The independent Russian outlet Mediazona and BBC News Russian counted 5,185 war dead as of July 29, with the greatest losses in remote and impoverished areas such as the southern region of Dagestan and the Siberian region of Buryatia. The wealthy cities of Moscow and St. Petersburg were barely touched, the two outlets concluded. Moscow, with 12.5 million inhabitants, lost only 11 soldiers and Saint Petersburg, 35.

In contrast, the CIA and the British intelligence agency MI6 estimate that at least 15,000 Russians have been killed since their country’s invasion of Ukraine in late February, losses equivalent to the decade-long Soviet war in Afghanistan. And that was “probably a conservative estimate,” MI6 chief Richard Moore told the Aspen Security Forum last month.

Chubarin’s death was an ominous reflection of the desperation of the Russian army. A former recruit from the Karelia region, he signed a three-month contract and was too excited to ask how much he would be paid. His mother, Nina Chubarina, believes that she wanted to prove his worth as a man. She wonders if he was trying to get his ex-wife back from him.

“He knew it was dangerous,” he said in a recent interview. He set out on May 11, sending joyous messages and videos after arriving in Belgorod in southern Russia. He received little training in his four days there, then made a hasty phone call home. He had been handed a machine gun and he was headed off to war.

“That was it. That was the last time we spoke,” he said. The military told him he was found dead near Mariupol on May 16. “He was a very brave guy, he wasn’t afraid of anything. He was so cheerful, open and friendly.”

Chubarina, a dairy farm worker, does not question the war. She just rereads a poem her son sent her when she was a recruit in 2017, about growing up and leaving her behind: “Forgive me for all the pain that has fallen on your weary shoulders. Please accept my soldier’s bow. It’s from the bottom of my heart.”

Sergei Dustin from Baltiysk refuses to keep quiet. His daughter, Alexandra, married a Marine named Maksim and was widowed at the age of 19. She took her anger out on Facebook, saying the Russians had to ask why her children were dying.

He described the war as a “massacre initiated by crazy old men who believe they are great geopoliticians and super strategists, incapable, in fact, of anything other than destruction, threats against the world, puffing up their cheeks and endless lies.”

Some responses called him a traitor. His son-in-law had gone in the winter for “training exercises” and ended up in the Ukraine. An old friend from Ukraine was fighting on the other side. Dustin hoped neither of them would die.

He refused to hear details about how the young man died and his daughter locked herself in her grief. “It is very difficult for her to understand and acknowledge that her husband was participating in an operation that, to put it mildly, was far from pleasant,” she said. “This whole story brings sadness and tragedy to everyone.”

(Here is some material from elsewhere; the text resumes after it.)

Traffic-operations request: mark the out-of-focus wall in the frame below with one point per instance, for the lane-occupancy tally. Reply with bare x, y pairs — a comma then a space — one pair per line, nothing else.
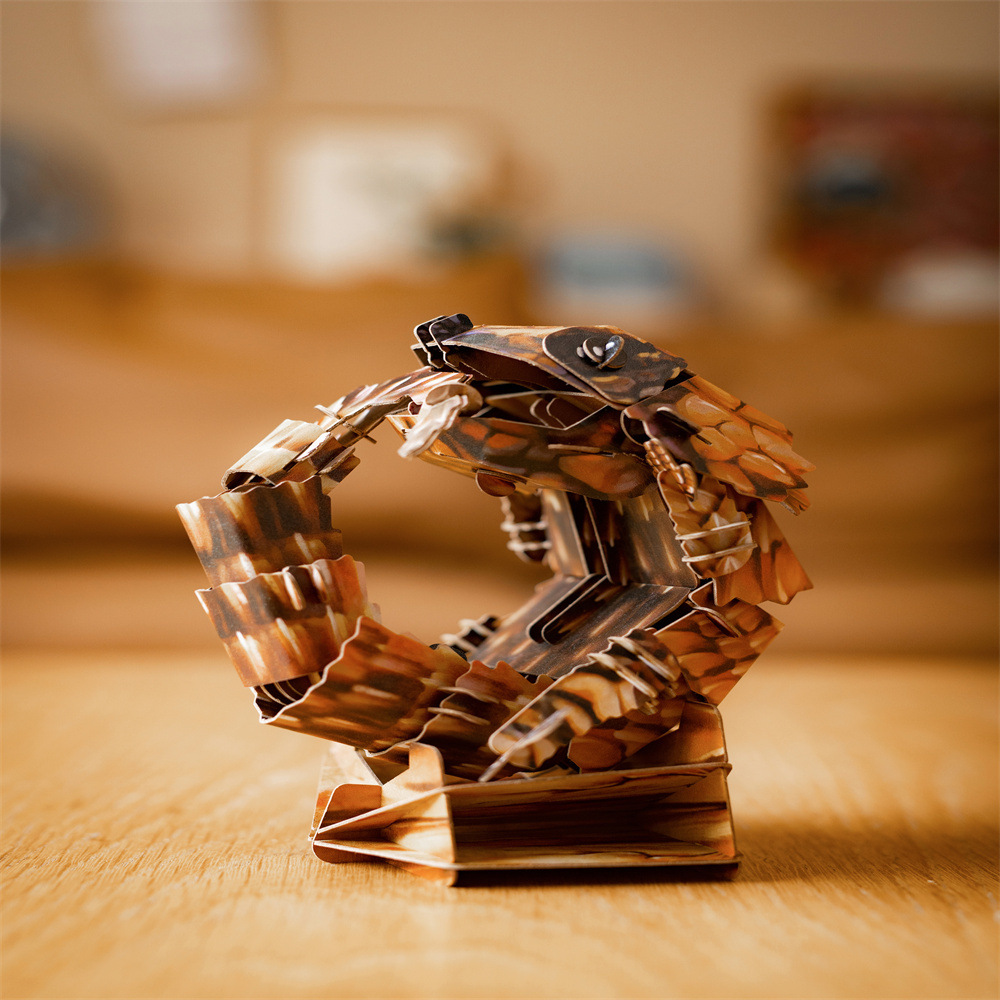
629, 114
130, 384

Not many bereaved families publicly question the war effort. The silence serves to minimize public understanding of its impact on the home front. In the eastern Siberian city of Ulan-Ude, a recent survey by the independent news site Lyudi Baikala found few residents were aware that more than 250 people from the region had been killed, a tally the site calculated using open sources.

Still, cracks have appeared. In Buryatia, a group of wives of Russian soldiers made a video in June demanding that the military bring their men home. Hundreds of soldiers in the region contacted an activist group for information on how to break their contracts, according to Alexandra Garmazhapova, founder of the Free Buryatia Foundation. Unsubscribes on a local memorial page on VKontakte are increasing daily.

The deaths of local basketball players Dmitry Lagunov and Nikolay Bagrov were confirmed on Monday. A woman named Raisa Dugarova responded on the page. “Why does Buryatia have to bury her children every day?” she asked. “Why are we doing this?”

The next day there was another entry, about the death of Zolto Chimitov, a corporal in his early 30s who had been born in the rural town of Tsakir. He became a boxing champion and later trained to be a ranger. He had three children.

“Oh god, please stop this war. How many of our boys can die? wrote a woman named Yevgenia Yakovleva. “My soul is torn by pain. I don’t know how to accept this, survive and live with it.”